浄土寺本堂 国指定重要文化財 付 厨子一基 松山市鷹子町 浄土寺
松山市鷹子町の山際にある浄土寺は三蔵院ともいわれ、真言宗豊山派で四国霊場四九番の札所である。縁起によれば孝謙天皇の勅願所となり、源頼朝の再興によって寺内八町四方に及んだが、応永二三年(一四一六)に兵火にかかり焼失したと伝えられている。文明一四年(一四八二)に河野通宣が再建を志し、二年後に落成したのが現在の本堂である。この堂は桁行五間、梁間五間、単層寄棟造本瓦葺、柱はすべて円柱、前二間は吹放しの外陣となり、蔀戸を隔てて内陣となっている。組物は一手先出組平三ツ斗、中備に間斗束が使われ壁回りは竪板張り、正面、両側に切目椽をまわし、大宝寺に似た落ち着いた容姿である。内部は内外陣とも木割の太い竿縁天井で、全体の様式は和様に唐様を加味した室町時代の遺構である。昭和三五年に解体復元工事が行われた。さらに内陣に納まった一間厨子は、入母屋造、妻入板葺の優美繊細な唐様の秀作で、遍路の書いた落書があり、その最古のものは大永五年(一五二五)で、これにより室町時代の製作年代を推定することができる。
医王寺本堂厨子 国指定重要文化財 温泉郡川内町北方 医王寺
川内町北方に真言宗善通寺派の医王寺がある。中に安置された厨子は前記浄土寺の厨子と、大きさ、形、組物等に至るまで酷似している。昭和三七年に解体修理の際、斗裏に天文三年(一五三四)の墨書銘が見つかり、浄土寺の落書銘とほぼ同年代の室町時代末期の秀作であることが明らかとなった。
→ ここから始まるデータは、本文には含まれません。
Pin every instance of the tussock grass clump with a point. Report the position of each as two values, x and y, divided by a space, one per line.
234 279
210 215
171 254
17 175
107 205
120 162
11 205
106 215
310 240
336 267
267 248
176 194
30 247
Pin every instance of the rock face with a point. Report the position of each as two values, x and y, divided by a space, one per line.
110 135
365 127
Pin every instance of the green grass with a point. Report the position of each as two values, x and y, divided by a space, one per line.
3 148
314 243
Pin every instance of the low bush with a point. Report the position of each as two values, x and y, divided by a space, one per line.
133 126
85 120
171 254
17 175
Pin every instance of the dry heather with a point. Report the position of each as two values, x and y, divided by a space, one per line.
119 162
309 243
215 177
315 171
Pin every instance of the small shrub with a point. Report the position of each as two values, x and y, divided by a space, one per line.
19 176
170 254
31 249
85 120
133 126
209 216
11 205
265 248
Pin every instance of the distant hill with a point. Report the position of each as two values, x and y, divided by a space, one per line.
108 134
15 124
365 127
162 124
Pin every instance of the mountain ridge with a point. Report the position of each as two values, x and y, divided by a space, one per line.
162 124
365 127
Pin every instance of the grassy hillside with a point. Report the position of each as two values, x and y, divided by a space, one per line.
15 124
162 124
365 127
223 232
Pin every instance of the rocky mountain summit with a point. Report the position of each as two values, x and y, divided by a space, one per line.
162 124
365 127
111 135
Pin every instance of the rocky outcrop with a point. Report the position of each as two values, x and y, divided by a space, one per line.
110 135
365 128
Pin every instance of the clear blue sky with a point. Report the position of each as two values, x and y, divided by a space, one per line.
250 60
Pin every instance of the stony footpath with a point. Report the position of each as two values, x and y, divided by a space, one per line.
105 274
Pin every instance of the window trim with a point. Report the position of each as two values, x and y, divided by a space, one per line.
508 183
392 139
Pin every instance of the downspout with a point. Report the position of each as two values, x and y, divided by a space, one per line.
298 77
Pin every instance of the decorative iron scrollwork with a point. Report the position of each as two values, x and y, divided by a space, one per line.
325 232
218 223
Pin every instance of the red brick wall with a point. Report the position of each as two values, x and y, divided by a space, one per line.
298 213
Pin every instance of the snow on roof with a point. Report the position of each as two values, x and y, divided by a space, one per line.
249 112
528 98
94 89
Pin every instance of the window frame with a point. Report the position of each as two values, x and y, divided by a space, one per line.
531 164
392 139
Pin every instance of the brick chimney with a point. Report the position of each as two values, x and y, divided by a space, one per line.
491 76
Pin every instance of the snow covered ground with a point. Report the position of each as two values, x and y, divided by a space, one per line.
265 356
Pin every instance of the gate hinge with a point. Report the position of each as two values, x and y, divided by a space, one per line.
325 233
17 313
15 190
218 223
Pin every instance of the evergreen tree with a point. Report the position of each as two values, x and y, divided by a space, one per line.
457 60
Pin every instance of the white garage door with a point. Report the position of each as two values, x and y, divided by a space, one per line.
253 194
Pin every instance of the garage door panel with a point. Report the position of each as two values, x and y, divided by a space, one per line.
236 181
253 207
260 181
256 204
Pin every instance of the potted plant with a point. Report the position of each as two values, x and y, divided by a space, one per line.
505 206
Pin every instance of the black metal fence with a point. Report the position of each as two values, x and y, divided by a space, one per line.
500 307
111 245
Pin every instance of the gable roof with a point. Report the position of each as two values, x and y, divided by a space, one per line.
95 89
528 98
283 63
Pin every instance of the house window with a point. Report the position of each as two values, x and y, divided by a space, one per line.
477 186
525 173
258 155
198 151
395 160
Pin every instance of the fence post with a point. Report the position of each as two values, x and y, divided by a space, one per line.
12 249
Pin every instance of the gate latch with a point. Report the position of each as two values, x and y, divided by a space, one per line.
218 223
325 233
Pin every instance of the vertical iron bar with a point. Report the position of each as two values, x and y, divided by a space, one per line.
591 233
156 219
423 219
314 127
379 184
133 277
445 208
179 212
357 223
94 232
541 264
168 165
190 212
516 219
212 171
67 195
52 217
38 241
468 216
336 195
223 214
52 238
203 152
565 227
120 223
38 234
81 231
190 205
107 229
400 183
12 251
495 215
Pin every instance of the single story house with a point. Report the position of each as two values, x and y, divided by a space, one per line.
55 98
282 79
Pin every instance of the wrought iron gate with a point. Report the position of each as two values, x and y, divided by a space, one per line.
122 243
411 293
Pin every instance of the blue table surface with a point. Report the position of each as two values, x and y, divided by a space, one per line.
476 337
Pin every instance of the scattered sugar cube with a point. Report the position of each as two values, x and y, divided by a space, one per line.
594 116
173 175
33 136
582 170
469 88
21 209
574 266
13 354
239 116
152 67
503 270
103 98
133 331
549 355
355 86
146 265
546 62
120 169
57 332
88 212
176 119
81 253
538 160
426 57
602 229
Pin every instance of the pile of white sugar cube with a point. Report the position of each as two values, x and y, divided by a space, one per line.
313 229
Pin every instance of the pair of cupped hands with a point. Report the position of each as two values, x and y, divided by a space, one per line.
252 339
善光寺薬師堂 国指定重要文化財 付 厨子一基 北宇和郡広見町小松 善光寺
北宇和郡広見町小松の山間に曹洞宗の素朴な小型の薬師堂がある。昭和五五年に解体修理した際に瓦葺を元の茅葺に復元された。また、その時内陣の天井受桁から文明一五年(一四八三)の墨書が発見され、室町時代末期の建立が確認されたのである。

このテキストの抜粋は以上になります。